PKCS#12 is a convenient way to lump together a private key with its corresponding X.509 certificate into a standardized single file format. However, the specification was published by RSALabs in 1999 and uses only RC4, RC2 and TripleDES for symmetric encryption. Are there any common semi-standard extensions to the scheme that add more encryption algorithms or other key derivation functions? OpenSSL is documented to implement support for AES and Camellia, but a search for a corresponding standard turns up blank, so this seems to be something implementation specific to OpenSSL. Has anyone documented the ASN.1 module and pseudo code for these extensions?
PKCS#12 uses building-blocks from other standards.
The recommended encryption-mode is based on password based encryption from PKCS#5 (PBES2). This has been extended with support for SHA-2 and AES in PKCS#5 v.2.1.

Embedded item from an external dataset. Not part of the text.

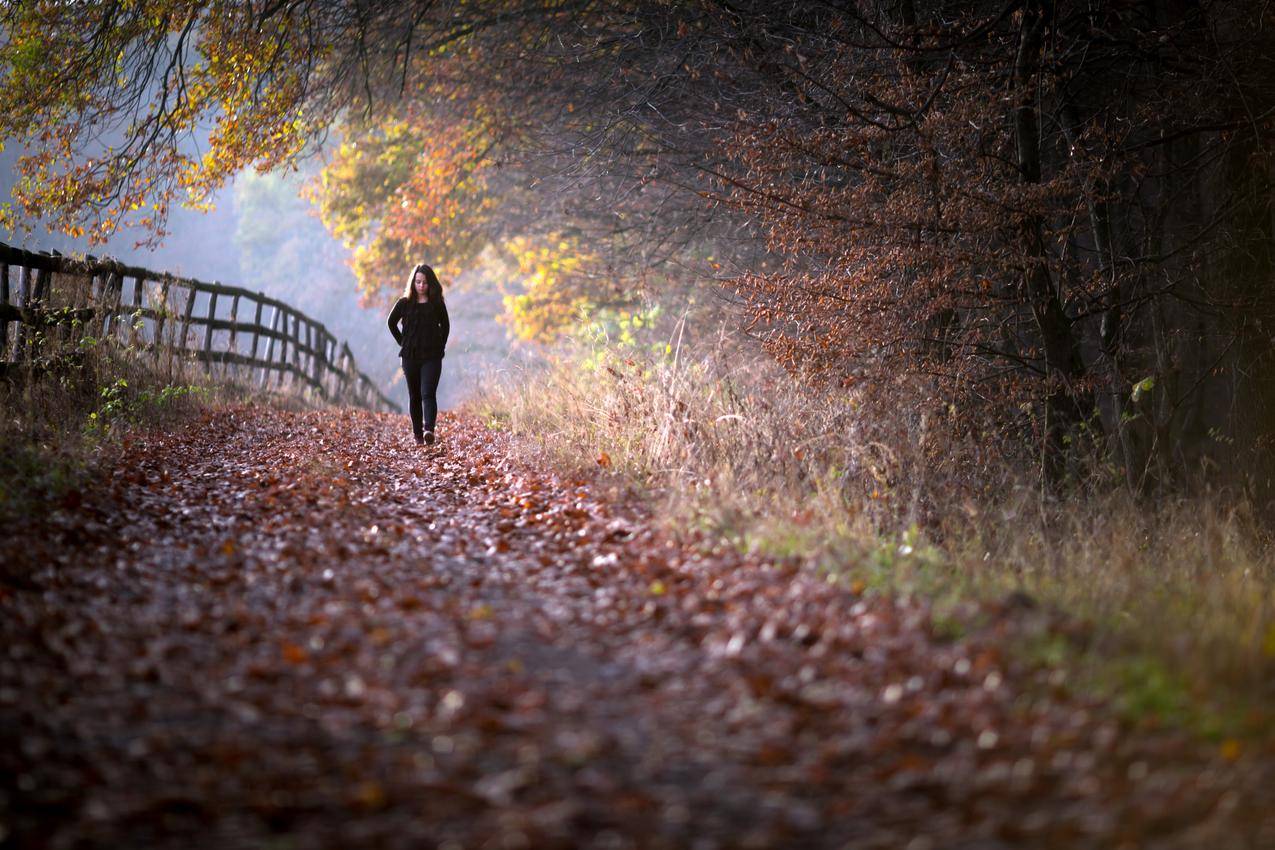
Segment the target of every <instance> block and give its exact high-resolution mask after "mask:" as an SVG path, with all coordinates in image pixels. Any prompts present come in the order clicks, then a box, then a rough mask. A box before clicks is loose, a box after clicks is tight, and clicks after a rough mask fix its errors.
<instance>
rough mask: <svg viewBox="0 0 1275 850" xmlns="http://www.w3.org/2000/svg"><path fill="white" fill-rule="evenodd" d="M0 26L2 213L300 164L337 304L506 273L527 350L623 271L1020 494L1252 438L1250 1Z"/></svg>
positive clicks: (182, 188)
mask: <svg viewBox="0 0 1275 850" xmlns="http://www.w3.org/2000/svg"><path fill="white" fill-rule="evenodd" d="M0 14H3V15H4V18H3V23H4V31H5V42H4V46H3V50H0V73H3V76H4V80H5V88H4V93H3V94H0V133H4V134H5V135H6V136H9V138H14V139H19V140H22V141H23V143H25V144H28V145H29V147H31V149H32V150H33V153H32V155H31V157H28V158H27V159H25V162H24V164H23V175H24V178H23V182H22V184H20V186H19V187H18V191H17V198H15V206H14V209H13V210H11V212H13V214H14V215H17V217H19V218H22V219H23V220H31V219H34V218H38V217H45V218H46V219H48V220H51V222H52V223H55V224H56V226H60V227H64V228H66V229H77V228H83V229H85V231H88V232H89V233H91V234H94V236H98V237H101V236H102V234H105V233H108V232H110V231H111V228H113V227H116V226H117V224H119V223H120V222H124V220H129V219H130V217H133V218H134V219H135V220H138V222H140V223H142V224H144V226H149V227H152V228H153V229H154V231H156V232H161V231H162V223H163V215H164V212H166V210H167V205H168V204H170V203H171V201H172V200H173V199H175V198H177V196H179V195H185V196H186V198H187V199H189V200H191V201H194V203H200V201H201V199H204V198H207V192H208V191H209V189H210V187H214V186H217V185H219V182H222V181H224V180H227V178H228V177H230V176H231V175H233V173H235V172H236V171H238V169H240V168H244V167H247V166H256V167H263V168H279V167H287V166H288V164H291V163H295V162H296V161H297V159H298V158H301V157H305V155H307V154H309V153H311V152H314V150H316V149H317V148H319V147H320V145H321V143H323V141H324V140H328V139H329V136H332V138H333V139H332V140H333V144H332V145H329V150H332V155H330V159H329V163H328V167H326V169H325V172H324V177H323V180H321V181H320V184H319V185H317V186H316V190H315V198H316V200H317V201H319V204H320V206H321V209H323V213H324V217H325V220H326V223H328V224H329V227H330V228H332V231H333V232H334V233H337V234H338V236H339V237H342V238H343V240H346V241H347V242H348V243H349V245H351V246H352V247H353V249H354V252H356V270H357V271H358V277H360V279H361V285H362V287H363V289H365V291H366V292H377V291H384V289H385V288H386V287H395V285H398V278H399V274H398V269H402V268H403V266H404V265H407V264H409V263H411V261H413V260H414V259H416V257H419V256H437V257H441V259H442V263H445V264H451V266H453V268H454V269H459V268H462V266H464V265H465V264H470V263H473V261H476V259H477V257H479V256H482V254H483V252H484V251H490V250H500V249H501V247H502V246H505V247H507V246H514V247H515V249H516V250H521V251H523V252H524V257H523V259H524V260H525V259H527V257H533V259H534V257H539V259H542V260H546V263H543V264H541V265H543V266H544V268H547V269H548V270H550V271H553V273H555V274H548V275H541V278H539V279H541V282H542V284H543V285H541V287H539V289H538V291H535V289H533V291H529V294H530V296H532V299H530V301H528V302H524V303H523V306H524V307H525V308H527V310H528V317H529V321H528V322H527V324H525V328H528V329H535V331H534V333H547V331H550V330H552V328H553V325H555V322H556V321H560V320H561V319H562V316H564V315H565V313H570V310H571V306H572V305H578V303H579V299H580V298H585V299H597V301H599V302H608V301H617V299H623V298H626V297H632V294H634V293H635V292H637V288H639V287H640V285H641V282H643V279H644V277H645V275H648V273H649V271H650V270H653V269H668V270H677V273H678V274H682V275H685V278H687V279H711V278H714V277H717V278H720V277H727V278H729V279H728V282H727V283H728V287H727V292H731V293H733V294H734V296H736V297H738V298H739V301H741V303H742V306H743V307H745V308H746V311H747V312H748V313H750V316H751V319H752V320H754V322H755V329H756V330H757V331H759V333H762V334H764V335H765V340H766V344H768V345H769V348H770V350H773V352H774V353H775V356H776V357H779V358H780V359H783V361H784V362H788V363H790V364H793V366H794V367H797V366H799V367H802V368H803V370H811V368H813V370H815V371H817V372H819V373H820V375H822V376H825V377H829V378H834V380H836V381H840V382H843V384H845V382H854V381H871V380H876V378H880V377H887V376H892V375H899V373H913V375H917V376H923V377H926V378H927V380H929V381H931V382H932V393H933V395H935V396H936V398H938V399H941V400H942V405H941V409H944V410H947V412H949V413H947V414H946V415H949V418H950V419H951V422H950V426H951V427H954V428H961V427H973V424H974V423H978V427H980V428H982V427H986V423H988V422H991V423H993V424H995V426H997V427H998V432H1000V435H1001V437H1002V438H1003V440H1006V441H1007V442H1009V443H1011V445H1021V446H1030V447H1031V449H1033V451H1034V452H1038V455H1037V457H1038V460H1039V469H1040V472H1042V474H1043V475H1044V477H1046V478H1047V479H1052V480H1056V482H1058V480H1062V479H1063V478H1065V475H1066V473H1067V464H1066V461H1067V459H1068V457H1070V456H1071V454H1072V452H1071V450H1070V447H1074V446H1075V445H1076V441H1077V440H1079V438H1080V437H1081V435H1086V433H1089V435H1093V433H1098V435H1099V437H1100V442H1102V443H1103V445H1104V446H1105V447H1107V449H1108V450H1109V452H1111V457H1113V459H1114V460H1116V463H1117V465H1118V466H1119V469H1122V470H1123V475H1125V480H1126V482H1127V483H1128V484H1130V486H1131V487H1133V488H1141V487H1145V486H1146V484H1148V483H1149V482H1151V480H1163V482H1169V480H1173V479H1176V478H1181V477H1182V475H1183V474H1184V473H1187V472H1188V470H1190V469H1192V468H1193V466H1195V465H1196V464H1197V463H1199V461H1200V459H1201V457H1206V456H1216V457H1224V456H1225V454H1224V452H1223V451H1221V449H1223V443H1224V441H1229V440H1233V441H1234V449H1233V450H1232V451H1233V452H1234V454H1233V457H1239V456H1246V455H1243V452H1250V455H1247V456H1256V457H1258V459H1261V457H1265V456H1266V455H1269V452H1265V454H1264V452H1262V450H1264V447H1266V446H1269V441H1270V440H1271V438H1272V437H1275V426H1272V422H1275V407H1272V405H1275V385H1272V384H1271V382H1270V381H1269V380H1266V377H1265V375H1266V373H1267V372H1270V370H1269V358H1270V344H1269V328H1270V322H1271V321H1275V316H1272V315H1271V303H1270V297H1269V294H1267V292H1269V285H1266V283H1267V282H1269V279H1270V273H1271V263H1272V259H1271V257H1272V250H1271V245H1272V233H1271V220H1272V217H1271V208H1270V203H1271V201H1270V199H1271V191H1270V187H1271V186H1270V184H1271V162H1270V130H1271V121H1272V111H1271V110H1272V102H1275V94H1272V90H1271V87H1272V84H1271V80H1272V79H1275V74H1272V73H1271V71H1272V69H1271V57H1272V55H1275V51H1272V50H1271V45H1270V37H1269V34H1267V33H1269V32H1270V23H1271V22H1270V20H1269V15H1270V13H1269V11H1266V10H1264V8H1262V6H1261V5H1260V4H1255V3H1252V1H1251V0H1221V1H1218V3H1210V4H1205V5H1188V4H1182V5H1181V8H1178V6H1162V5H1156V4H1136V3H1135V4H1126V3H1114V1H1111V3H1097V4H1095V3H1089V4H1074V3H1046V1H1043V0H1014V1H1006V3H975V4H960V5H959V6H952V5H950V4H945V3H924V1H918V0H900V1H899V3H894V4H877V5H870V6H861V5H850V4H811V3H794V1H792V0H788V1H780V0H743V1H732V3H727V1H719V0H697V1H695V3H678V4H667V3H658V1H654V0H652V1H649V3H641V1H639V3H592V1H576V3H567V1H557V3H550V1H523V3H497V1H487V3H479V1H456V3H449V4H437V3H431V1H419V3H407V4H400V3H388V1H385V0H374V1H371V3H360V4H352V3H342V1H337V0H328V1H320V0H309V1H307V0H300V1H298V3H293V4H287V5H283V4H266V3H246V4H224V5H223V4H215V5H204V4H195V3H175V1H171V0H170V1H158V0H152V1H149V3H134V4H117V3H88V4H56V3H33V4H19V5H17V6H10V8H8V9H6V10H5V11H4V13H0ZM1264 17H1265V18H1264ZM85 32H91V33H94V37H92V38H88V40H85V38H83V37H82V33H85ZM48 80H52V82H54V85H47V84H46V83H47V82H48ZM201 127H203V129H207V130H208V133H209V135H208V141H207V144H208V149H207V152H204V153H203V154H201V155H195V154H194V153H191V148H190V145H189V144H187V139H189V138H190V136H191V134H195V135H198V134H199V133H200V129H201ZM94 145H97V147H96V148H94ZM561 246H566V247H565V249H564V247H561ZM555 251H556V252H558V254H561V255H562V257H556V256H550V255H552V254H553V252H555ZM567 254H570V255H572V256H574V257H575V259H574V260H567V257H566V255H567ZM564 260H567V261H564ZM555 263H556V264H557V269H553V268H552V266H553V264H555ZM528 268H529V269H530V270H532V274H534V270H535V269H538V268H539V265H535V264H534V263H533V264H530V265H529V266H528ZM537 310H541V312H539V313H537V312H535V311H537ZM1264 325H1265V328H1264ZM951 410H955V412H956V413H955V415H954V417H952V414H951V413H950V412H951ZM1219 436H1220V437H1223V442H1219V441H1218V440H1216V437H1219ZM1227 445H1229V443H1227ZM1252 452H1256V455H1253V454H1252ZM1250 468H1252V466H1251V465H1250ZM1262 474H1265V473H1262Z"/></svg>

When OpenSSL uses AES it does it like this:
684 30 806: SEQUENCE {
688 30 802: SEQUENCE {
692 06 11: OBJECT IDENTIFIER
: pkcs-12-pkcs-8ShroudedKeyBag (1 2 840 113549 1 12 10 1 2)
705 A0 723: [0] {
709 30 719: SEQUENCE {
713 30 73: SEQUENCE {
715 06 9: OBJECT IDENTIFIER
: pkcs5PBES2 (1 2 840 113549 1 5 13)
726 30 60: SEQUENCE {
728 30 27: SEQUENCE {
730 06 9: OBJECT IDENTIFIER
: pkcs5PBKDF2 (1 2 840 113549 1
5 12)
741 30 14: SEQUENCE {
743 04 8: OCTET STRING
: BA 6B 5B B3 47 27 C9 73
753 02 2: INTEGER 2048
: }
: }
757 30 29: SEQUENCE {
759 06 9: OBJECT IDENTIFIER
: aes128-CBC (2 16 840 1 101 3 4 1 2)
770 04 16: OCTET STRING
: 0F 79 79 0A D3 EC C0 3E 20 B8 51 85 2F 2B 6C 29
: }
: }
: }
As far as I can read the source, OpenSSL encodes the password as ASCII rather than zero-terminated UTF-16 when using PKCS#5 PBES2.